Understanding ORDERBY, PARTITIONBY, and MATCHBY functions
The ORDERBY, PARTITIONBY, and MATCHBY functions in DAX are special functions that can only be used along with DAX Window functions: INDEX, OFFSET, WINDOW, RANK, ROWNUMBER.
Understanding ORDERBY, PARTITIONBY, and MATCHBY is critical to successfully using the Window functions. The examples provided here use OFFSET, but are similarly applicable to the other Window functions.
Scenario
Let’s start with an example that doesn't use Window functions at all. Shown below is a table that returns total sales, per color, per calendar year. There are multiple ways to define this table, but since we're interested in understanding what happens in DAX, we'll use a calculated table. Here's the table expression:
BasicTable =
SUMMARIZECOLUMNS (
DimProduct[Color],
DimDate[CalendarYear],
"CurrentYearSales", ROUND ( SUM ( FactInternetSales[SalesAmount] ), 0 )
)
You'll see this calculated table expression uses SUMMARIZECOLUMNS to calculate the SUM of the SalesAmount column in the FactInternetSales table, by the Color column from the DimProduct table, and the CalendarYear column from the DimDate table. Here's The result:
Color | CalendarYear | CurrentYearSales |
---|---|---|
"Black" | 2017 | 393885 |
"Black" | 2018 | 1818835 |
"Black" | 2019 | 3981638 |
"Black" | 2020 | 2644054 |
"Blue" | 2019 | 994448 |
"Blue" | 2020 | 1284648 |
"Multi" | 2019 | 48622 |
"Multi" | 2020 | 57849 |
"NA" | 2019 | 207822 |
"NA" | 2020 | 227295 |
"Red" | 2017 | 2961198 |
"Red" | 2018 | 3686935 |
"Red" | 2019 | 900175 |
"Red" | 2020 | 176022 |
"Silver" | 2017 | 326399 |
"Silver" | 2018 | 750026 |
"Silver" | 2019 | 2165176 |
"Silver" | 2020 | 1871788 |
"White" | 2019 | 2517 |
"White" | 2020 | 2589 |
"Yellow" | 2018 | 163071 |
"Yellow" | 2019 | 2072083 |
"Yellow" | 2020 | 2621602 |
Now, let’s imagine we're trying to solve the business question of calculating the difference in sales, year-over-year for each color.

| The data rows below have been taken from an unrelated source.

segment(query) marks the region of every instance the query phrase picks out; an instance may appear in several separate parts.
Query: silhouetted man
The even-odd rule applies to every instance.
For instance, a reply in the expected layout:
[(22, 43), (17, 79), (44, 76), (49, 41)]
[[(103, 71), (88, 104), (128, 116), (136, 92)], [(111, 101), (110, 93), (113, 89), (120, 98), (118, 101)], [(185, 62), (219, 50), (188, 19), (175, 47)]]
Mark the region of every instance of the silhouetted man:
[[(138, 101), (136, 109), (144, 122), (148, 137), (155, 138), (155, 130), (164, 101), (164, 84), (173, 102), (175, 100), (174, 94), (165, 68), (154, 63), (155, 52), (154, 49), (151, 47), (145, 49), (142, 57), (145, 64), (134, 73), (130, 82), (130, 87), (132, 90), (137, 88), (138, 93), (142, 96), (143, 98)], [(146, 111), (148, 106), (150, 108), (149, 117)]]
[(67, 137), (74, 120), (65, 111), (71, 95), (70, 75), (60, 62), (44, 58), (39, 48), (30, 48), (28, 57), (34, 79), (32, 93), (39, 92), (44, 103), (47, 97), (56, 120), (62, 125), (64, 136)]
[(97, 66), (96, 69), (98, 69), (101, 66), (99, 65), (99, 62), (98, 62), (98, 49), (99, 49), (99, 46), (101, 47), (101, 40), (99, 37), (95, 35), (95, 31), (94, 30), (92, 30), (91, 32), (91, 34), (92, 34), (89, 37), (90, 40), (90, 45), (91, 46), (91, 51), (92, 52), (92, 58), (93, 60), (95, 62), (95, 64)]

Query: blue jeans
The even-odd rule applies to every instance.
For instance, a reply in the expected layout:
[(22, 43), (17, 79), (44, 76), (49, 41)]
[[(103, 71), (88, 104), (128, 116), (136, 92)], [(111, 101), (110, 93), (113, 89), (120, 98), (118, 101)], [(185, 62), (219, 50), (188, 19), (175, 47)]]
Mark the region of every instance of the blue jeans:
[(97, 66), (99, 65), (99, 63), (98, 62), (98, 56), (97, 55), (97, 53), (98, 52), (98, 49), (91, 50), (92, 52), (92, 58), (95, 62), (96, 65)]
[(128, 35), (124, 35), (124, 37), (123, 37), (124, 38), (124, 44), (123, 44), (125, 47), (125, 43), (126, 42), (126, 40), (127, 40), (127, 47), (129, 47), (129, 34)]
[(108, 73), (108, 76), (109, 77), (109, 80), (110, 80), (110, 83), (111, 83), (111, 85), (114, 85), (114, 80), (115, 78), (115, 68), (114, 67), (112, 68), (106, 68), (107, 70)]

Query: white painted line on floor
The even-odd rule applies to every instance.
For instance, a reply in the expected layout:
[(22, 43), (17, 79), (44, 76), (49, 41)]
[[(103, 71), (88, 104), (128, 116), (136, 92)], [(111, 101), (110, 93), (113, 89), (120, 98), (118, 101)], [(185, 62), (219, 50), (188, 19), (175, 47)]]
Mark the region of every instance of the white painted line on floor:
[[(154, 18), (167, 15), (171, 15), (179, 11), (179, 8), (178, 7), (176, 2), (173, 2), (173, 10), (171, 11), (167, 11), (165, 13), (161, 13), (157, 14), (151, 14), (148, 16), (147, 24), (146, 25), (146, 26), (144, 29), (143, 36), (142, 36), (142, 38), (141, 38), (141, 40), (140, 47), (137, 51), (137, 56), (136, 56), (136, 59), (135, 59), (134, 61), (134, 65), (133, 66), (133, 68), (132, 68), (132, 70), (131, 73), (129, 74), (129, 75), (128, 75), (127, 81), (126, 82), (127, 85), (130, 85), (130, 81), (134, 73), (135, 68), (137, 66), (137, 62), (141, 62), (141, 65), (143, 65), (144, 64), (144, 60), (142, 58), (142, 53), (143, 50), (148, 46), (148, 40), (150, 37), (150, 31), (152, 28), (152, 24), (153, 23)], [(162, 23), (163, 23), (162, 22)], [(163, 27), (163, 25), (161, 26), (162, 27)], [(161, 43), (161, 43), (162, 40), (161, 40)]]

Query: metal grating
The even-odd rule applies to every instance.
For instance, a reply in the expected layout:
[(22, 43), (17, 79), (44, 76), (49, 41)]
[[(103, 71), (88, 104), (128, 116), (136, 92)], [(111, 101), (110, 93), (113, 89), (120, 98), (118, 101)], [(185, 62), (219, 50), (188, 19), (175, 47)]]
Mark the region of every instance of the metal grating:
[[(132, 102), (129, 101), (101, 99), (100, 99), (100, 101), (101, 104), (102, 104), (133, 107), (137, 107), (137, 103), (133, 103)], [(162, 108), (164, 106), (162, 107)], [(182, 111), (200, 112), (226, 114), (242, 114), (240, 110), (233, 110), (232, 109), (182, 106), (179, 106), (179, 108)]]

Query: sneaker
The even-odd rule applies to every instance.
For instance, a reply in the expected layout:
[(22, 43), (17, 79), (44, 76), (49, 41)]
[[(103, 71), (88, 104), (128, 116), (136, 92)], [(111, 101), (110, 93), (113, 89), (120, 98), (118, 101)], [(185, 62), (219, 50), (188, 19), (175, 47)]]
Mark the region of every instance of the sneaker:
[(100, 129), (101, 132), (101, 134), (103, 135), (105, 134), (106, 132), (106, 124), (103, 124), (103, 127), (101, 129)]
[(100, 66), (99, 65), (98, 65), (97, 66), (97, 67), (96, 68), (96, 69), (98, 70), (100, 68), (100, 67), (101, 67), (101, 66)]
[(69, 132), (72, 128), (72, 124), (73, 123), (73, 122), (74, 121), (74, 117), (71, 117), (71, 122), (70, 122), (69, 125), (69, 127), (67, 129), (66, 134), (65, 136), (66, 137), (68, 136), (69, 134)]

Effectively, we need a way to find sales for the same color in the previous year and subtract that from the sales in the current year, in context. For example, for the combination [Red, 2019] we're looking for sales for [Red, 2018]. Once we have that, we can then subtract it from the current sales and return the required value.
Using OFFSET
OFFSET is perfect for the typical compare with previous types of calculations required to answer the business question described above, as it allows us to do a relative movement. Our first attempt might be:
1stAttempt =
VAR vRelation = SUMMARIZECOLUMNS (
DimProduct[Color],
DimDate[CalendarYear],
"CurrentYearSales", ROUND ( SUM ( FactInternetSales[SalesAmount] ), 0 )
)
RETURN
ADDCOLUMNS (
vRelation,
"PreviousColorSales",
SELECTCOLUMNS (
OFFSET (
-1,
vRelation
),
[CurrentYearSales]
)
)
A lot is happening with this expression. We used ADDCOLUMNS to expand the table from before with a column called PreviousColorSales. The contents of that column are set to the CurrentYearSales, which is SUM(FactInternetSales[SalesAmount]), for the previous Color (retrieved using OFFSET).
The result is:
Color | CalendarYear | CurrentYearSales | PreviousColorSales |
---|---|---|---|
"Black" | 2017 | 393885 | |
"Black" | 2018 | 1818835 | 393885 |
"Black" | 2019 | 3981638 | 1818835 |
"Black" | 2020 | 2644054 | 3981638 |
"Blue" | 2019 | 994448 | 2644054 |
"Blue" | 2020 | 1284648 | 994448 |
"Multi" | 2019 | 48622 | 1284648 |
"Multi" | 2020 | 57849 | 48622 |
"NA" | 2019 | 207822 | 57849 |
"NA" | 2020 | 227295 | 207822 |
"Red" | 2017 | 2961198 | 227295 |
"Red" | 2018 | 3686935 | 2961198 |
"Red" | 2019 | 900175 | 3686935 |
"Red" | 2020 | 176022 | 900175 |
"Silver" | 2017 | 326399 | 176022 |
"Silver" | 2018 | 750026 | 326399 |
"Silver" | 2019 | 2165176 | 750026 |
"Silver" | 2020 | 1871788 | 2165176 |
"White" | 2019 | 2517 | 1871788 |
"White" | 2020 | 2589 | 2517 |
"Yellow" | 2018 | 163071 | 2589 |
"Yellow" | 2019 | 2072083 | 163071 |
"Yellow" | 2020 | 2621602 | 2072083 |
This is one step closer to our goal, but if we look closely it doesn't match exactly what we're after. For example, for [Silver, 2017] the PreviousColorSales is set to [Red, 2020].
Adding ORDERBY
That definition above is equivalent to:
1stAttemptWithORDERBY =
VAR vRelation = SUMMARIZECOLUMNS (
DimProduct[Color],
DimDate[CalendarYear],
"CurrentYearSales", ROUND ( SUM ( FactInternetSales[SalesAmount] ), 0 )
)
RETURN
ADDCOLUMNS (
vRelation,
"PreviousColorSales",
SELECTCOLUMNS (
OFFSET (
-1,
vRelation,
ORDERBY ([Color], ASC, [CalendarYear], ASC, [CurrentYearSales], ASC)
),
[CurrentYearSales]
)
)
In this case, the call to OFFSET uses ORDERBY to order the table by Color and CalendarYear in ascending order, which determines what is considered the previous row that's returned.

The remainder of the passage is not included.